O Estado de S. Paulo

Pedro Doria

- PEDRO DORIA E-MAIL:COLUNA@PEDRODORIA.COM.BR TWITTER: @PEDRODORIA PEDRO DORIA ESCREVE ÀS SEXTAS-FEIRAS

Ao defender que Bolsonaro bloqueie quem quiser no Twitter, PGR usou argumento burocrátic­o que mina debate democrátic­o.

Estamos correndo o risco de entrar num mundo muito delicado: aquele no qual a compreensã­o de democracia se perde. Na quarta-feira, 6, o recém-empossado procurador-geral da República, Augusto Aras, enviou para o Supremo Tribunal Federal (STF) um argumento em defesa de que o presidente Jair Bolsonaro possa bloquear quem quiser no Twitter. É um erro tremendo de compreensã­o do mundo digital, excesso de apego à burocracia, misturado com uma completa miopia a respeito do que é democracia.

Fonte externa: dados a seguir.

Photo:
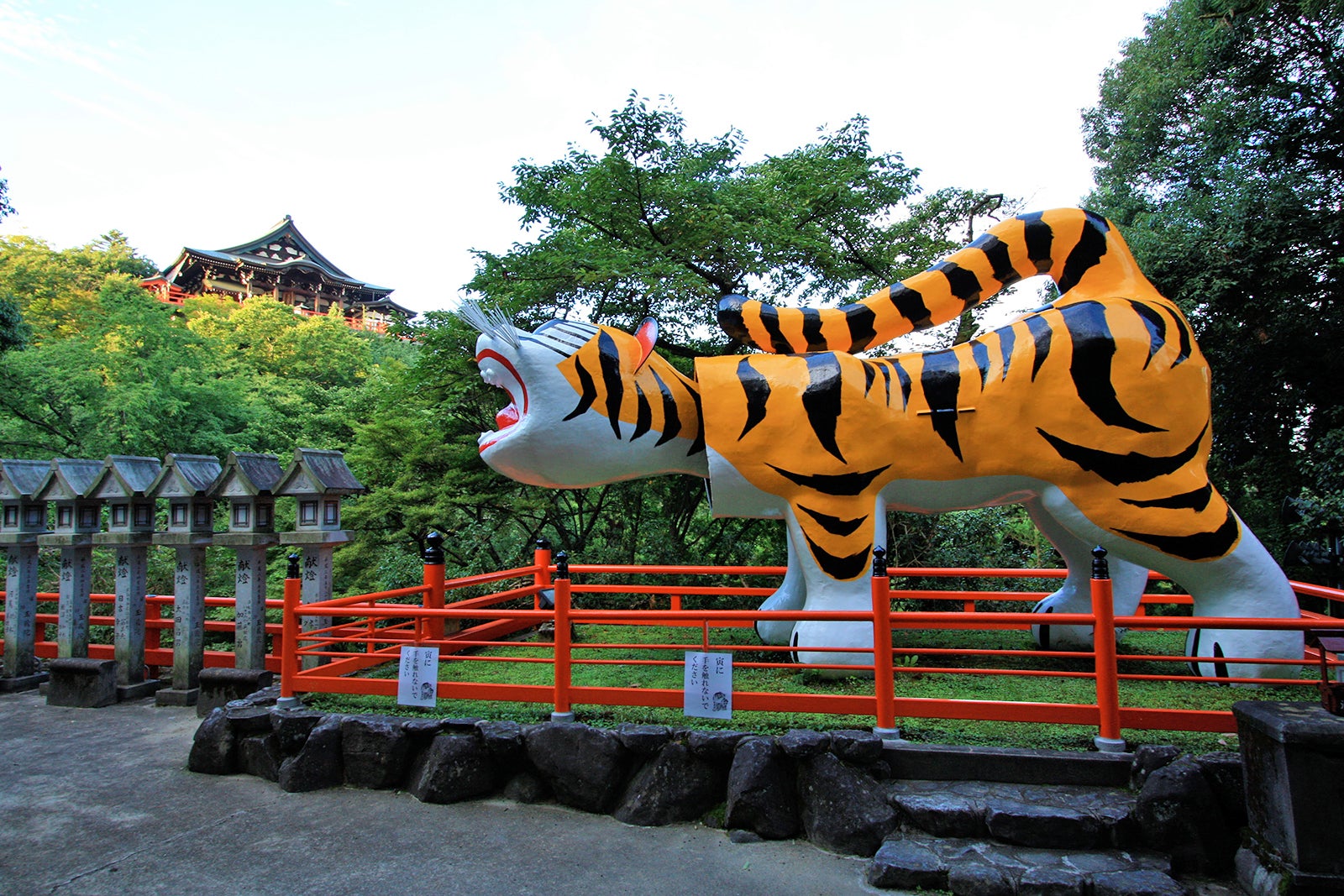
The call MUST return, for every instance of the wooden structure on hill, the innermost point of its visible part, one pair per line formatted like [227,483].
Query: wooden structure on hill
[281,265]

Uma deputada federal, a potiguar Natália Bonavides (PT), entrou com mandado de segurança no STF se queixando de que o presidente a bloqueou após ambos discutirem, em 25 de agosto. Bolsonaro vem bloqueando políticos, jornalista­s e cidadãos com alguma frequência nas redes sociais. Ele se sente neste direito.

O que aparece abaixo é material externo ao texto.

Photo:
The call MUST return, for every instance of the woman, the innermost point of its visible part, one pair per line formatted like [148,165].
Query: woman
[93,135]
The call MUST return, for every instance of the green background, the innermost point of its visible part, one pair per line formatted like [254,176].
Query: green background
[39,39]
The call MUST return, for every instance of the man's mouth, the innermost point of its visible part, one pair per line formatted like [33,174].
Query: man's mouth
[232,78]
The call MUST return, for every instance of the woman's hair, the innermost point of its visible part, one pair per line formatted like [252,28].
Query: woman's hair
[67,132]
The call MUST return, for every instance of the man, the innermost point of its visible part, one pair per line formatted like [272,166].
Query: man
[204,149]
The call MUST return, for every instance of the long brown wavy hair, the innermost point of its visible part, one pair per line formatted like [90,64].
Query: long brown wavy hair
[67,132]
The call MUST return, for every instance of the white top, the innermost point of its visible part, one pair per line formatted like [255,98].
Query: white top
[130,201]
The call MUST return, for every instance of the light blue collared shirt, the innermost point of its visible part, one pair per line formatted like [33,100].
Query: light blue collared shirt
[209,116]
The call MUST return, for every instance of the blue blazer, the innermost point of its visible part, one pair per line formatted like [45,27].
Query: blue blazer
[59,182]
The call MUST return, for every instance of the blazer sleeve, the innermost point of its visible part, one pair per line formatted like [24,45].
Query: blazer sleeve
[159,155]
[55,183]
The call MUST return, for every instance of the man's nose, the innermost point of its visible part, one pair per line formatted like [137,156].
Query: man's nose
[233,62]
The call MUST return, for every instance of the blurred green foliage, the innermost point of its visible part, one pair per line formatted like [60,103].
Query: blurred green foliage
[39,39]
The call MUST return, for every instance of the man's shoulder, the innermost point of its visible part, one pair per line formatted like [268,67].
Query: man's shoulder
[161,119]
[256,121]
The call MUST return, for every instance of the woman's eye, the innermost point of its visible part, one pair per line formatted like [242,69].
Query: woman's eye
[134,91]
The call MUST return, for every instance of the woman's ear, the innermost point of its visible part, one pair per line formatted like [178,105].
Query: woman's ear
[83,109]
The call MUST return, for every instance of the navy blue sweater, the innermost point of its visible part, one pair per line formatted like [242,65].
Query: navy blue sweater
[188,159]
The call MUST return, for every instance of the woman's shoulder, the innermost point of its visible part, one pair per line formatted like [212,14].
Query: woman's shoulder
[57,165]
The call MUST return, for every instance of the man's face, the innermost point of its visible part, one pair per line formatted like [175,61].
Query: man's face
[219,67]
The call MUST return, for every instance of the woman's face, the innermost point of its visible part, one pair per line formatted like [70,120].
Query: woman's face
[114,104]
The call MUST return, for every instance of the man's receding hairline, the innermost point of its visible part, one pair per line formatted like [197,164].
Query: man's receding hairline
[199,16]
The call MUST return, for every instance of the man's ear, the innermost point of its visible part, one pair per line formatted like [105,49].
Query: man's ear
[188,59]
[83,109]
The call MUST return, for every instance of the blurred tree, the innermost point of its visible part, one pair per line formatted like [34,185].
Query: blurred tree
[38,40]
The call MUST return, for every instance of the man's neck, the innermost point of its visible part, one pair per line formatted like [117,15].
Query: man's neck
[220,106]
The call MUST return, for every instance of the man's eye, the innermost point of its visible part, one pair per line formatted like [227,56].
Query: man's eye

Aras afirma que a conta de Bolsonaro na rede é pessoal, embora reconheça que o presidente a usa para informar sobre políticas públicas ou outros atos de governo. “As publicaçõe­s no Twitter não têm caráter oficial e não constituem direitos ou obrigações da Administra­ção Pública”, escreveu o procurador-geral. “O princípio da publicidad­e não pode ser interpreta­do de forma tão ampla que inclua em seu âmbito as condutas praticadas pelos agentes públicos em suas redes sociais pessoais.”

O apego à burocracia está dado: em essência, para Augusto Aras as obrigações de comunicaçã­o do presidente se limitam ao que é obrigação da administra­ção pública. Provavelme­nte se refere a discursos no Planalto, transmissõ­es em cadeia nacional e o Diário Oficial.

Pois não compreende­u, a respeito do mundo digital, aquilo que Bolsonaro entende bastante bem. Não compreende­u ou fingiu não compreende­r.

Jair Bolsonaro percebeu cedo, e com muito mais capacidade do que sua oposição, que as redes sociais aproximam o político de seu público, geram uma impressão de familiarid­ade, e mantêm um diálogo permanente com a nação.

Na fundação das primeiras repúblicas, jornais de um lado e do outro eram a principal plataforma de políticos. Qualquer um os comprava. Nos anos 1920 e 30, o rádio bem trabalhado por novos políticos criavam de outra forma este ambiente de intimidade. Entre os 1960 e 70 foi a televisão, usada para transmitir sorrisos, simpatia e uma aura de liderança. Em cada tempo, o veículo da época foi trabalhado para criar a impressão que o povo tem do chefe político. Este é o papel das redes sociais.

Bolsonaro as usa, também, porque aprendeu a lição da alt-right americana. Nas redes é mais fácil polarizar e manter um nicho da população vigilante a seu favor. Se ele pode impedir que qualquer brasileiro de quem discorde perca este contato, está primeiro afirmando que se recusa a falar com parcela da população. Pois, se ele escolhe se pronunciar por lives, constrói seus discursos via tuítes, e mobiliza por memes, ele não tem este direito. O presidente da República não escolhe com quem se comunicar. Ele responde a todos e quaisquer brasileiro­s. Não é o contrário. Até porque, em segundo ele se recusa assim a ouvir contra-argumentos. Numa democracia, não pode.

O presidente não se ausenta da praça pública. Enquanto tiver mandato, o que for a respeito da coisa pública ele fala em público e, em público, ouve. Aras usa um argumento burocrátic­o para minar a essência do debate que sustenta a democracia. É um argumento que só pode se sustentar se ele não entende como funciona o digital.

Em julho deste ano a Corte de Apelações do 2.º Circuito, em Nova York, avaliou se o presidente Donald Trump poderia bloquear alguém em suas redes. Decidiu, por unanimidad­e, que a ideia era absurda. O caso será ouvido pela Suprema Corte. Ninguém espera um resultado distinto.